Toujours au service de l’USK

Parmi les joueurs qui ont réussi leur carrière à un moment où il était bien difficile de gagner et surtout de conserver sa titularisation, tant les talents ne manquaient pas chez plusieurs équipes, et en particulier chez l’USK, Driss Loumari était l¹un de ces joueurs. Et tout en faisant les beaux jours de l’équipe kacémie, il a réussi sa carrière professionnelle.
Depuis qu¹il a mis fin à la pratique du football, plusieurs saisons se sont écoulées. Et comme la plupart des joueurs, il s’est reconverti dans la carrière d’entraîneur pour assurer la direction technique de son ex-équipe qui évolue actuellement en GNFE II. Lors d¹une rencontre que nous avions eu avec lui, Loumari n’est pas allé par quatre chemins pour nous livrer ses impressions aussi bien sur le passé que sur le présent de cette équipe aux énormes potentialités humaines.

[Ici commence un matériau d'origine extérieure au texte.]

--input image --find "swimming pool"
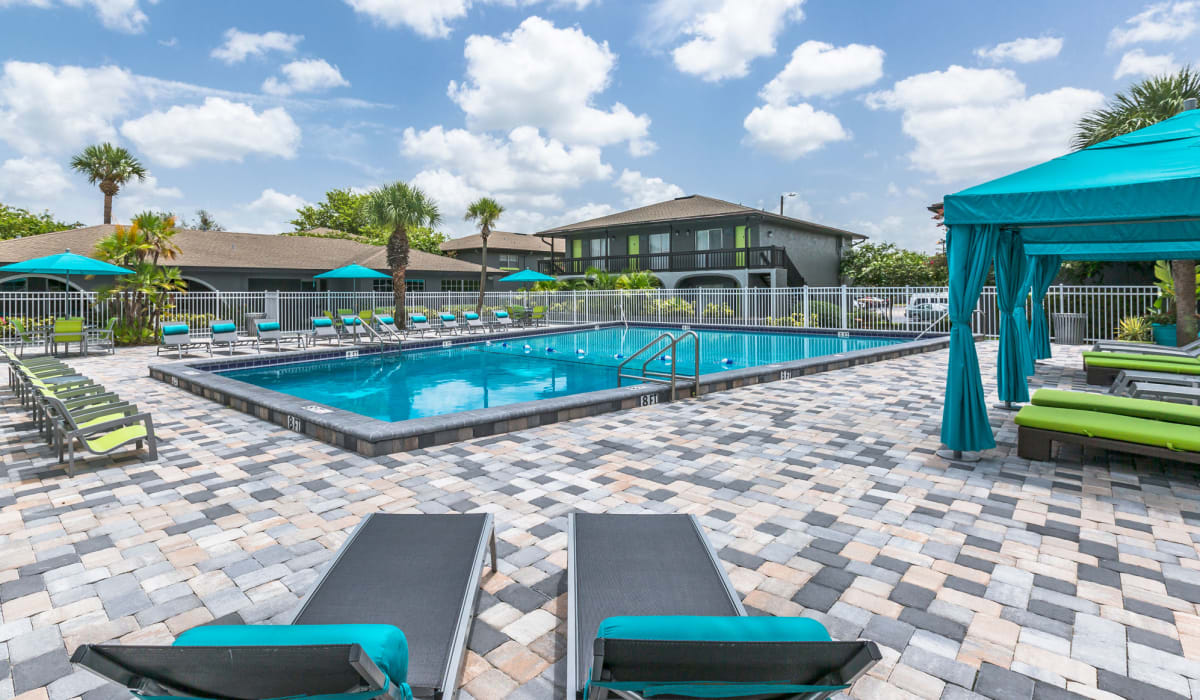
[221,327,905,421]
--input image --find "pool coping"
[149,322,949,456]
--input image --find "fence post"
[839,285,850,330]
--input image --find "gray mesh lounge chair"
[71,514,496,700]
[566,513,882,700]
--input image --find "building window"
[442,280,479,292]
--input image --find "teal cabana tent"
[942,109,1200,453]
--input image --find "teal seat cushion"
[173,624,408,687]
[584,615,848,698]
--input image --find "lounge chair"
[312,316,341,345]
[254,321,305,351]
[49,318,88,355]
[462,311,487,333]
[1014,389,1200,463]
[566,513,882,700]
[209,319,258,355]
[342,315,366,342]
[154,323,212,358]
[84,316,120,354]
[1084,352,1200,384]
[408,313,437,335]
[438,313,462,335]
[71,514,496,700]
[39,396,158,477]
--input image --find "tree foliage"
[0,203,83,240]
[840,243,948,287]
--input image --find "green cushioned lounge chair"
[71,514,496,700]
[566,513,882,700]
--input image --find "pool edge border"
[149,322,949,456]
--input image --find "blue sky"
[0,0,1200,250]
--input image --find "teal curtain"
[996,231,1033,403]
[942,223,1000,451]
[1030,256,1062,360]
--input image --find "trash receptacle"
[1050,313,1087,345]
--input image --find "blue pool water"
[222,327,904,420]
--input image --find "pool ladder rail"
[617,330,700,401]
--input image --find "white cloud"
[0,61,137,155]
[211,26,304,66]
[0,0,157,34]
[647,0,804,82]
[121,97,300,168]
[616,169,684,208]
[742,103,850,160]
[402,126,612,192]
[866,66,1104,181]
[263,59,349,95]
[446,17,653,155]
[1112,48,1180,79]
[760,41,883,104]
[976,36,1062,64]
[1109,0,1200,47]
[0,156,74,205]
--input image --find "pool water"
[222,327,904,421]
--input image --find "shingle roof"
[538,195,866,238]
[0,225,500,274]
[442,231,550,253]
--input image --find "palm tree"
[71,142,146,223]
[463,197,504,313]
[365,183,442,328]
[1072,66,1200,346]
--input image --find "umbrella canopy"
[313,263,391,280]
[0,249,133,277]
[500,270,554,282]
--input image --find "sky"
[0,0,1200,251]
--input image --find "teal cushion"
[584,615,848,698]
[173,624,408,686]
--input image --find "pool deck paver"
[0,342,1200,700]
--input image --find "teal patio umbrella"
[0,249,133,315]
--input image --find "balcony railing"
[538,245,788,276]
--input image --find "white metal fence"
[0,286,1158,341]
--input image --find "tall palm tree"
[1072,66,1200,345]
[365,183,442,328]
[71,142,146,223]
[463,197,504,313]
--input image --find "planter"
[1153,323,1175,347]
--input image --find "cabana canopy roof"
[944,109,1200,261]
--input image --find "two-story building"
[538,195,866,289]
[442,231,554,287]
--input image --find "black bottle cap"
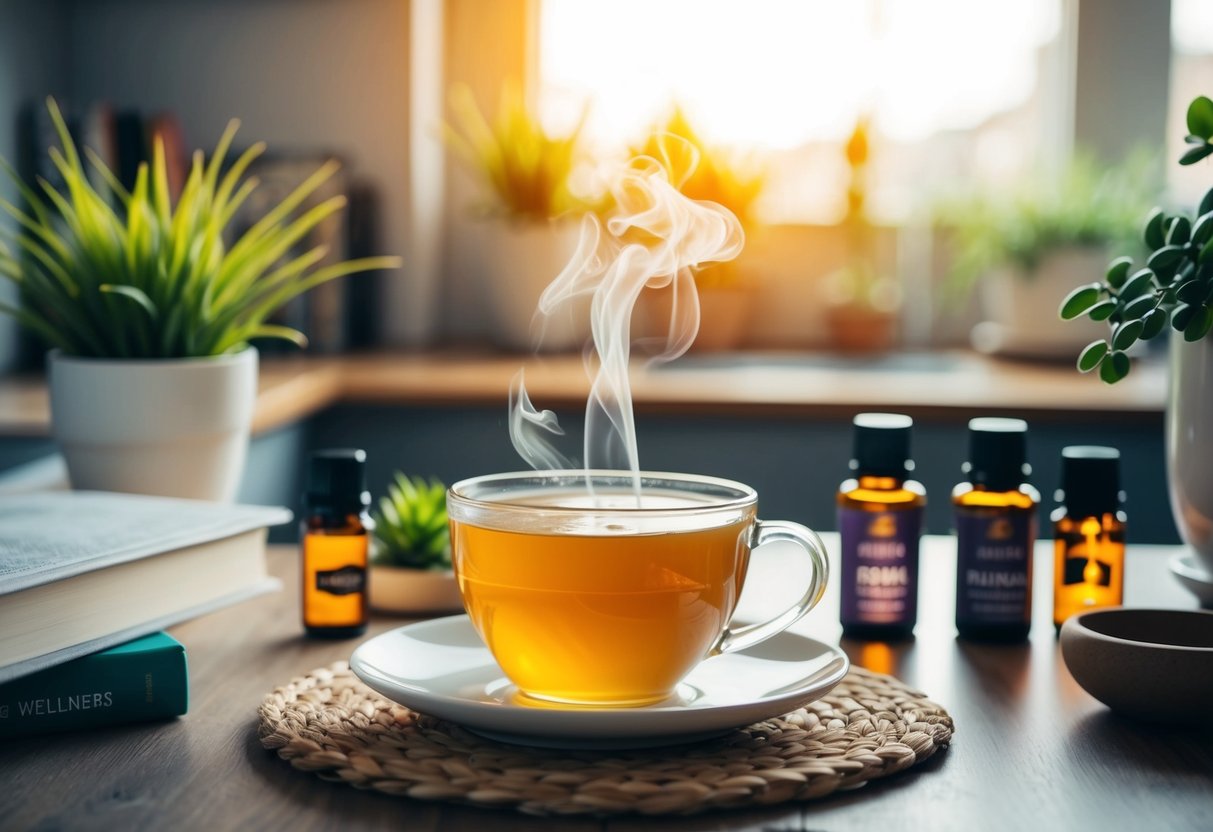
[1058,445,1122,518]
[850,414,913,477]
[962,416,1032,491]
[303,448,371,511]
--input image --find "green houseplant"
[0,99,399,500]
[1059,96,1213,581]
[940,153,1152,358]
[370,471,462,612]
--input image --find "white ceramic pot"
[1167,337,1213,575]
[370,564,463,615]
[50,347,257,502]
[973,246,1107,360]
[469,220,590,352]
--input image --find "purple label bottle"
[952,418,1041,642]
[837,414,927,640]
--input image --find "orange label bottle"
[301,450,372,638]
[1052,445,1126,628]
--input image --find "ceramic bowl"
[1061,606,1213,722]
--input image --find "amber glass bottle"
[837,414,927,640]
[1052,445,1126,628]
[301,450,374,638]
[952,418,1041,642]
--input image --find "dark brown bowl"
[1061,606,1213,722]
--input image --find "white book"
[0,491,291,683]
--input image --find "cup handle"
[712,520,830,655]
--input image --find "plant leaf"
[97,283,160,320]
[1060,283,1101,320]
[1188,96,1213,141]
[1078,341,1107,372]
[1087,300,1117,320]
[1179,144,1213,165]
[1143,207,1167,250]
[1105,257,1133,289]
[1141,309,1167,341]
[1184,304,1213,341]
[1112,319,1143,352]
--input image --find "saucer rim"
[349,615,850,748]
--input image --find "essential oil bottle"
[301,450,374,638]
[1052,445,1126,628]
[837,414,927,642]
[952,418,1041,642]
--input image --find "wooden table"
[0,537,1213,832]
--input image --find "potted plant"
[943,153,1151,359]
[825,119,901,352]
[443,84,590,351]
[1060,96,1213,572]
[0,99,399,501]
[631,107,765,352]
[370,472,463,612]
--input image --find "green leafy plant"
[938,152,1155,298]
[443,84,586,221]
[374,471,451,569]
[1059,96,1213,384]
[0,99,400,358]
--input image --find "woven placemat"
[258,662,952,815]
[258,662,952,815]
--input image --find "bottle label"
[956,511,1036,626]
[838,508,922,627]
[315,566,366,595]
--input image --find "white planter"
[468,220,590,352]
[50,347,257,502]
[1167,335,1213,575]
[973,246,1107,360]
[370,564,463,615]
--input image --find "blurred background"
[0,0,1213,540]
[0,0,1213,358]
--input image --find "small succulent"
[1060,96,1213,384]
[375,471,451,569]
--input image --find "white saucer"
[349,615,849,748]
[1171,554,1213,609]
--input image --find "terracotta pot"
[369,564,463,615]
[50,347,257,502]
[1167,337,1213,575]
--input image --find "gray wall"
[0,0,67,374]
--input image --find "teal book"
[0,633,189,740]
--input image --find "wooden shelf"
[0,352,1167,437]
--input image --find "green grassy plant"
[0,99,400,358]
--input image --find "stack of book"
[0,491,291,739]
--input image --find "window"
[539,0,1063,222]
[1166,0,1213,206]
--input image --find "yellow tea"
[451,496,752,705]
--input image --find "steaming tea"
[446,471,828,706]
[451,494,750,705]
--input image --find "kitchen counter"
[0,352,1166,437]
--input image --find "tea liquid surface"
[451,495,750,705]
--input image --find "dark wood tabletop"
[0,537,1213,832]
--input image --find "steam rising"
[509,135,745,494]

Al Bayane : L’USK dans le temps et l’espace ?

Driss Loumari : Par le passé, l’USK était soutenue par tous les détenteurs de fonds et les notables à l’intérieur de la ville et même au niveau de la province. Ce qui lui a permis de se placer parmi les meilleurs clubs du pays. Le fait de pourvoir l’équipe nationale en éléments de valeur en est une preuve. Hélas de ce passé rien n’a pu résister au temps avec tous ses changements. En conséquence l’équipe a connu un recul, mais ce qui est encouragé pour l’USK, c’est que la ville de Sidi Kacem est un riche grenier pour les futurs talents, à la seule condition de les découvrir à temps pour les encadrer dans des conditions favorables à leur épanouissement. Et même si l’équipe n’est pas fortement concurrencée au niveau local, dans le recrutement des jeunes pour la pépinière, nous regrettons l¹absence des moyens matériels à la hauteur de nos aspirations.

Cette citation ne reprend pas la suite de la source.